Community groups recognised for their work

Published

Seven Suffolk community groups have received awards for delivering projects which benefit local people without depending on long term public funding.

Councillor Colin Spence presenting an Improve and Prove award

Councillor Colin Spence presenting an Improve and Prove award

Projects in Beccles, Bury St Edmunds, Debenham, Hadleigh, Lowestoft, Ringshall and Saxmundham were recognised for their proactive approach to making a difference in their communities in ways which are sustainable.
 
The awards were given as part of Suffolk County Council’s Improve and Prove Fund, set up to provide small grants to help make projects self-financing in the long run and, in this case, celebrate and showcase those that manage it. Award winners received a small financial boost in recognition of their work.
 

The winners were:

Compassion - awarded £5,000

Compassion is a Hadleigh-based group which supports victims of domestic violence. They created a “survivors’ story” training DVD to help people understand the suffering victims go through. The DVD is not just making a difference in Suffolk. It’s now used throughout the Commonwealth and as far afield as Japan. The revenue from the DVD has underpinned Compassion’s work meaning they can go on to do more innovative things.
 

OBee Community Interest Company – awarded £5,000

Built in 2007, Orchard Barn in Ringshall was established to create an indoor and outdoor environmental education centre providing training courses in sustainable, low tech construction methods using local materials like flint and hazel. The award was given in recognition of the way in which the barn’s roof was built – teaching 22 people the art of roof reconstruction. 75 people gave 1168 volunteer days - making 22,000 wooden battens from sweet chestnut and oak. The barn can now be used as a training centre and generates income for the group.
 

PASTEL Community Interest Company – awarded £5,000

Based in Saxmundham, this group delivers training to young people with learning disabilities to enable them to compete in the world of work. 13 students have gained qualifications.

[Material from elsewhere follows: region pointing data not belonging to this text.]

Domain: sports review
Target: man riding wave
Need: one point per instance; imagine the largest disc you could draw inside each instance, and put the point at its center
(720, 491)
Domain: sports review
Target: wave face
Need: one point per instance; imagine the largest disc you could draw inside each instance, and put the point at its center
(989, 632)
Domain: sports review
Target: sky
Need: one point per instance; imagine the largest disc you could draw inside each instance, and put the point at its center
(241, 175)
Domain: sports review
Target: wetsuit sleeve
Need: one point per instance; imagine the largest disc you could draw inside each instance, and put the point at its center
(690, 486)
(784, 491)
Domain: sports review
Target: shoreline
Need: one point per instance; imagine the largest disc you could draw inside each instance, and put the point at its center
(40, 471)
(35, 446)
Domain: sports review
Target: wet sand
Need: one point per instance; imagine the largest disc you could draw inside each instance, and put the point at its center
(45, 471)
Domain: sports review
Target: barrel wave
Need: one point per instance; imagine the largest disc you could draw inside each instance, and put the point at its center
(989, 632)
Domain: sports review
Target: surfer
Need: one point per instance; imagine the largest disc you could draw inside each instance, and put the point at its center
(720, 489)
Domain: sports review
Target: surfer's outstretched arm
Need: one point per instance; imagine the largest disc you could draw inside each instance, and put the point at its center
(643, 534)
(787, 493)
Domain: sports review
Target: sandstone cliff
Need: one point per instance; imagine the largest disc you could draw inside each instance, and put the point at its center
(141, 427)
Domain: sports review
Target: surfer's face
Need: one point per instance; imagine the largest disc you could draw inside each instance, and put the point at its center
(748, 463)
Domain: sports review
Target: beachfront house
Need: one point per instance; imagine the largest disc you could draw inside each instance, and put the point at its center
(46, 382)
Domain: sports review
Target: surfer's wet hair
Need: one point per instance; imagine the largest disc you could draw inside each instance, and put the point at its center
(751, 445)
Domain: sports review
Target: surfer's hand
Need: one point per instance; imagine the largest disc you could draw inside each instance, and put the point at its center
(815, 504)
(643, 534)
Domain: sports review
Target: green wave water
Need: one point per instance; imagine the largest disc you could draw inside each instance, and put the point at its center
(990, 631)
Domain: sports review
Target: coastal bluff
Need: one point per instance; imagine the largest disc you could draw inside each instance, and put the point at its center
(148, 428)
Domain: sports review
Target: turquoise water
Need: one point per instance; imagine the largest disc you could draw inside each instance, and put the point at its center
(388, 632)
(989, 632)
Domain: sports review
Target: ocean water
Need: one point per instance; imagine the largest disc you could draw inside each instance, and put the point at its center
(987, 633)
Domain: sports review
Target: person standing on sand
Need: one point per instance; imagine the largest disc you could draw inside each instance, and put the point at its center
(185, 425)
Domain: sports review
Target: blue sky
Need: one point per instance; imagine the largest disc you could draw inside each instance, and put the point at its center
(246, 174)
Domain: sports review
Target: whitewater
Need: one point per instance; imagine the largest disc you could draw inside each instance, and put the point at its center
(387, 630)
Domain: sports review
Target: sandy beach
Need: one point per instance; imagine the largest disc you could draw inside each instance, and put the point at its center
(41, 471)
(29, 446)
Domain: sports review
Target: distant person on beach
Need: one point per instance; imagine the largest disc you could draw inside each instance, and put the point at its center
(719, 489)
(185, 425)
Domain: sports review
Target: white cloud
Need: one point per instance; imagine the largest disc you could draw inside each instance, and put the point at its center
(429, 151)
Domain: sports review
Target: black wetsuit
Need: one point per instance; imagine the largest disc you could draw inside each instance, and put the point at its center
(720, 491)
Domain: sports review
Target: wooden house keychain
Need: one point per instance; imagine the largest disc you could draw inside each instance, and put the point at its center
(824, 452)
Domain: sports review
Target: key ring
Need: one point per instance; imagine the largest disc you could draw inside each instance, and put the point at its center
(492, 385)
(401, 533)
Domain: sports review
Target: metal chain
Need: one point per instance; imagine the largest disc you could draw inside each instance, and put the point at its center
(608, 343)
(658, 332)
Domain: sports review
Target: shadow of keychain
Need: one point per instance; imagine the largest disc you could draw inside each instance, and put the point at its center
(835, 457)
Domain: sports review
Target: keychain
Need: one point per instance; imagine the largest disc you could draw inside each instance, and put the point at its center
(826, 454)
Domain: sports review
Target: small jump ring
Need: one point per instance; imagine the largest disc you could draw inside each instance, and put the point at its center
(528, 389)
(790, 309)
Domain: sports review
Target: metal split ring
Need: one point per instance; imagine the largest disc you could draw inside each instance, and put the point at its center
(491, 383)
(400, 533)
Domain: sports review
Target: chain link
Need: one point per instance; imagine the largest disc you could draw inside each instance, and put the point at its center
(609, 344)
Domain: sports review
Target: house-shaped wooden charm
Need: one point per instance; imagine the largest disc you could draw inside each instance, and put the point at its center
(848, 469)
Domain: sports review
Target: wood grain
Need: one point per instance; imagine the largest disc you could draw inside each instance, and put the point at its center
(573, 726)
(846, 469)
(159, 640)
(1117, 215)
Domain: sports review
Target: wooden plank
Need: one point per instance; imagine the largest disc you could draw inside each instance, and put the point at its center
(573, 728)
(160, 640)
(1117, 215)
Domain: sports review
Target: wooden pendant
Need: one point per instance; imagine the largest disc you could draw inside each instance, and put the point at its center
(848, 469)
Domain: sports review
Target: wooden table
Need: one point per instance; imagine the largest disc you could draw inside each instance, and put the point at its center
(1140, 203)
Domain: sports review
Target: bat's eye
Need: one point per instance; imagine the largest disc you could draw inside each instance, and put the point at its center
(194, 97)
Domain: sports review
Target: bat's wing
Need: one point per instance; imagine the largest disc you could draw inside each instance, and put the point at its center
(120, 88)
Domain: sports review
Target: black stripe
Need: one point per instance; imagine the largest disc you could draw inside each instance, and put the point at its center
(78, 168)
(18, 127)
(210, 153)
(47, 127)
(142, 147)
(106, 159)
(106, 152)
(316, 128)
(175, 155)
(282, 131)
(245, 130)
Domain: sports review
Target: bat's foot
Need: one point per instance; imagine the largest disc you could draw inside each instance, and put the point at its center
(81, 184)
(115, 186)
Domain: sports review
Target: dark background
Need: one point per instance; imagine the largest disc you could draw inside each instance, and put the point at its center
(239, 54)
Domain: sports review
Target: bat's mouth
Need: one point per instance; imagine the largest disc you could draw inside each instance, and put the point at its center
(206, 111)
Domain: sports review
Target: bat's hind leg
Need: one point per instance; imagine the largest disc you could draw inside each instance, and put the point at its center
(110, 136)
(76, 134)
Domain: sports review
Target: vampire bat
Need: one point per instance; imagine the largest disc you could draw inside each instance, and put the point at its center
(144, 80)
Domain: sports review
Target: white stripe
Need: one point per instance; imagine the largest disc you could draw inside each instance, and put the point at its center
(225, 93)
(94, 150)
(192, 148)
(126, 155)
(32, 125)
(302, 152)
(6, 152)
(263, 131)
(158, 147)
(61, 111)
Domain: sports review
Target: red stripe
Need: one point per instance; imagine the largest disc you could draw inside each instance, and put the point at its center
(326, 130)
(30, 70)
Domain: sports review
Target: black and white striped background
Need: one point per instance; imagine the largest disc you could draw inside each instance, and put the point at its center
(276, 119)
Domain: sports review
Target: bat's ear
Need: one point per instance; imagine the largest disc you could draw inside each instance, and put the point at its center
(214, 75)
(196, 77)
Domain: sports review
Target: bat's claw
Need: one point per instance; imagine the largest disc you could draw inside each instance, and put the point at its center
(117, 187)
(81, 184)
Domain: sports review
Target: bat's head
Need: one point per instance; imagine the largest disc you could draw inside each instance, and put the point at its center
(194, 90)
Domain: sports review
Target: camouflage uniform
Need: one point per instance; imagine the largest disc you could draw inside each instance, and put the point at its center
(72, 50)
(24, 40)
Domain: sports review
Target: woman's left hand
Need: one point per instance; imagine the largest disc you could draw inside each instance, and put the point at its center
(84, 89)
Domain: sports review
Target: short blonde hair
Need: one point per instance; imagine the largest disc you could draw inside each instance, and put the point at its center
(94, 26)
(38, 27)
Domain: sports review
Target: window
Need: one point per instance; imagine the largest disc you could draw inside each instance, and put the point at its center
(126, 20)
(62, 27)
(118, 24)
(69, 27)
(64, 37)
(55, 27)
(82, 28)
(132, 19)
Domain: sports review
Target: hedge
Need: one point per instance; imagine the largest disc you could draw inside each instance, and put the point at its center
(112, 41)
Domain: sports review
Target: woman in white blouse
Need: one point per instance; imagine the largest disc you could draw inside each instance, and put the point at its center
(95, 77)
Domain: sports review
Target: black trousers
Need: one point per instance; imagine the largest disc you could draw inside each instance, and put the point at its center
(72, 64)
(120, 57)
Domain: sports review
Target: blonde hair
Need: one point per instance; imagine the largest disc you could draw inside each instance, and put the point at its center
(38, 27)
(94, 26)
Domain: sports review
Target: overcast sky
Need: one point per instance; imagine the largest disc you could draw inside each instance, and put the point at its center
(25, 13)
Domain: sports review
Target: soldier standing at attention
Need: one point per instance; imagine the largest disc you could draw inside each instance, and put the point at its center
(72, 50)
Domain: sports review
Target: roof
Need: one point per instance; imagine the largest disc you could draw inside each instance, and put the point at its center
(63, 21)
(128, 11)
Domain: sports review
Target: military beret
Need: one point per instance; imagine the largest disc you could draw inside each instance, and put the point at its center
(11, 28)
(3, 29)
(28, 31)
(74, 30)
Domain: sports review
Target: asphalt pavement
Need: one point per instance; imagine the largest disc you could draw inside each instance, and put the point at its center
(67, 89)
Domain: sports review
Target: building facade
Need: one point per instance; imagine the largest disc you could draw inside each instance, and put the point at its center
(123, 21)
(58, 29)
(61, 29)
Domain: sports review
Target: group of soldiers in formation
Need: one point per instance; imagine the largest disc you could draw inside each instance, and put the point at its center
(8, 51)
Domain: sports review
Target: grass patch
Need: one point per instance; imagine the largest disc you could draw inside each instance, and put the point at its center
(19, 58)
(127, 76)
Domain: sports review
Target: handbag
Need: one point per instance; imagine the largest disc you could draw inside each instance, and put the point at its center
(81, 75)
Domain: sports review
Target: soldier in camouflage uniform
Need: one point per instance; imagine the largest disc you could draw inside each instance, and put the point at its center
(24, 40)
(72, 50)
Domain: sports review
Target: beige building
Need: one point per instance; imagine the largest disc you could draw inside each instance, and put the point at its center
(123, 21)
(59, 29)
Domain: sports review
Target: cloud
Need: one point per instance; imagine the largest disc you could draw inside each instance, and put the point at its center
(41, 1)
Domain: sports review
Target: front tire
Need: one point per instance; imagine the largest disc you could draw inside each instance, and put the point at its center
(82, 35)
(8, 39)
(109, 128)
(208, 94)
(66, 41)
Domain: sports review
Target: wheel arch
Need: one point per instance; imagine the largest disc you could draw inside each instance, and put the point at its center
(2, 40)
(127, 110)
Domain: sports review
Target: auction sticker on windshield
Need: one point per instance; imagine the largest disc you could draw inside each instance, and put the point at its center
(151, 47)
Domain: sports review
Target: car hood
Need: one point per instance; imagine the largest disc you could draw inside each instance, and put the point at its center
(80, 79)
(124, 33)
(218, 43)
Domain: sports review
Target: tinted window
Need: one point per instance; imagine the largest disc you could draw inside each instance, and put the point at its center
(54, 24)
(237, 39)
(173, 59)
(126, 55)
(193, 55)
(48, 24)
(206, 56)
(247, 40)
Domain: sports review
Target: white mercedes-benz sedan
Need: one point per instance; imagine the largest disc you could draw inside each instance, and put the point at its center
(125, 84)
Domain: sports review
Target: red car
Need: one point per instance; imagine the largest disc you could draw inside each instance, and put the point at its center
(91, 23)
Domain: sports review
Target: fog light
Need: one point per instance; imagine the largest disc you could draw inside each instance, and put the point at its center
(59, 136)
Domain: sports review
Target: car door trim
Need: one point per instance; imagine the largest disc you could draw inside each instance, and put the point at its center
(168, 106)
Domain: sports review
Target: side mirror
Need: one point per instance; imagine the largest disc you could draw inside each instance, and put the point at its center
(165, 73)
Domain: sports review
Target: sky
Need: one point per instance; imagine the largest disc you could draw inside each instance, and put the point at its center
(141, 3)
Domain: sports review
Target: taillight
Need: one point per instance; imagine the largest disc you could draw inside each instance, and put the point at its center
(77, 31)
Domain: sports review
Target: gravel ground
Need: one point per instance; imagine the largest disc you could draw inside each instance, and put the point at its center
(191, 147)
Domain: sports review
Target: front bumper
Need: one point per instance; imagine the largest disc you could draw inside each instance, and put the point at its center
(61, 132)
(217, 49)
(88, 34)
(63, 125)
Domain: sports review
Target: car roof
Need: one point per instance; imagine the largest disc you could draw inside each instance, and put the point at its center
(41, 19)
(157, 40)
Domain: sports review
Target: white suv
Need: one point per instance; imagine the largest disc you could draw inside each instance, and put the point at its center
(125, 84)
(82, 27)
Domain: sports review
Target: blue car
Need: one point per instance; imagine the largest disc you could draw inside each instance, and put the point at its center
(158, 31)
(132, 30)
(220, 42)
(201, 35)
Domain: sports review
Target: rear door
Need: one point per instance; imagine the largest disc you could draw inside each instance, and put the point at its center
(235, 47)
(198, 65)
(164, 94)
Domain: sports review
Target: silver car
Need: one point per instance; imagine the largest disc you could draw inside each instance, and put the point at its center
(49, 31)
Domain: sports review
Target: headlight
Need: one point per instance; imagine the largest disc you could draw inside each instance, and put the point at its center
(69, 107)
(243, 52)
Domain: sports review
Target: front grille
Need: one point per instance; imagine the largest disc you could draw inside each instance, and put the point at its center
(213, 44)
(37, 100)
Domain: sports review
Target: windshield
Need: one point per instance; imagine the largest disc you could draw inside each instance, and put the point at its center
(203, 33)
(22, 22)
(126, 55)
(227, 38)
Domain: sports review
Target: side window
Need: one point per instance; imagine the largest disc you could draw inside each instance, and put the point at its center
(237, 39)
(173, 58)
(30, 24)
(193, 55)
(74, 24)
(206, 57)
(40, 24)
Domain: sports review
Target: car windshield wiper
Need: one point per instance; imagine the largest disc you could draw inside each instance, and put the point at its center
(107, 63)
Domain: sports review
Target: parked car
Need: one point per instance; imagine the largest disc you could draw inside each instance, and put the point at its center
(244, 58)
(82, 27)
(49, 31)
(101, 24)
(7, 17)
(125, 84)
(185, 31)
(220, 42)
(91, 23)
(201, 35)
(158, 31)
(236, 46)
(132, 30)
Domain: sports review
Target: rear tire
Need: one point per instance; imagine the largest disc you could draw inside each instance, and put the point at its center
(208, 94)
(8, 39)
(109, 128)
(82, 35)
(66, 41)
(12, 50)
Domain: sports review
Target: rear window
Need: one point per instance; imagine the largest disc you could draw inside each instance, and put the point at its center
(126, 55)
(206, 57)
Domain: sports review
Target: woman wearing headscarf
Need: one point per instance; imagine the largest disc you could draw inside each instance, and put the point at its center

Pastel’s young volunteers give their time at weekends to help support other young people with learning difficulties.  The running costs are very low as this is a completely volunteer-run organisation.
 

Beccles Lido – awarded £10,000

Following the closure of the lido, the group set itself up and worked tirelessly to re-establish the pool as a community resource – owned and run by the people who use it. In just five weeks following its reopening in 2010, 6481 swimmers used the pool. And in the first eight weeks of opening in 2011, 13,000 swimmers took to the water. What was a £70,000 a year loss to the district council became a sustainable venture. Over 10,000 unpaid hours have been given by local people to make the pool a success. The group has also been recognised as part of the Prime Minister’s Big Society Awards.
 

The Debenham Project – awarded £10,000

The project was set up in recognition of the fact that dementia is an increasingly dominant concern for the health and wellbeing of older people. Since its launch in October 2009, the project saw rural Suffolk’s first integrated NHS and social care clinic established, popular lunch clubs set up and volunteers engaged. The project has also won the Suffolk Acre Probert Trophy for outstanding community achievement.
 

Seagull Theatre Community Interest Company – awarded £10,000

The group brought volunteers together to repair and reinvigorate a once council-owned cultural building and re-open it as a centre for the community. They started with just £3,000 but the project has grown. There are now 25 regular volunteers working in front-of-house, backstage, the bar and in the office. The theatre now supports young people to achieve their theatrical dreams and provides access to dance and drama tuition and the Seagull Community Choir.  The revenue from tickets and rental ha increased the project’s sustainability.
 

Workwise – awarded £10,000

Workwise rehabilitates and trains adults with short and long term mental health problems. The award was made for outstanding achievement of some of those people who worked together to create a small rowing boat. The workmanship was outstanding and there are now plans to increase the scale of the operation with the hope of providing employment opportunities for those involved.
 
Councillor Colin Spence, Suffolk County Council’s Portfolio Holder for Public Protection and the Voluntary and Community Sector, said:
 
“The county council set up the Improve and Prove Fund to help groups break away from dependency on long term grant support and help them to be more sustainable. The community groups that we’ve recognised have done exactly that and made a significant community, national and international impact in doing so.
 
“These awards are about saying well done and making a shining example of what can be achieved by people with the passion and drive to make a difference.”
 
The Improve and Prove Fund is administered by The Suffolk Foundation on behalf of Suffolk County Council. The awards were presented at The Suffolk Foundation’s Annual Review and AGM at The Apex in Bury St Edmunds.
 
Stephen Singleton, Chief Executive of The Suffolk Foundation, said:
 
“We were delighted to have been able to showcase these groups and their wonderful achievements at our Annual Review and AGM, their winning projects are an inspiration to us all.”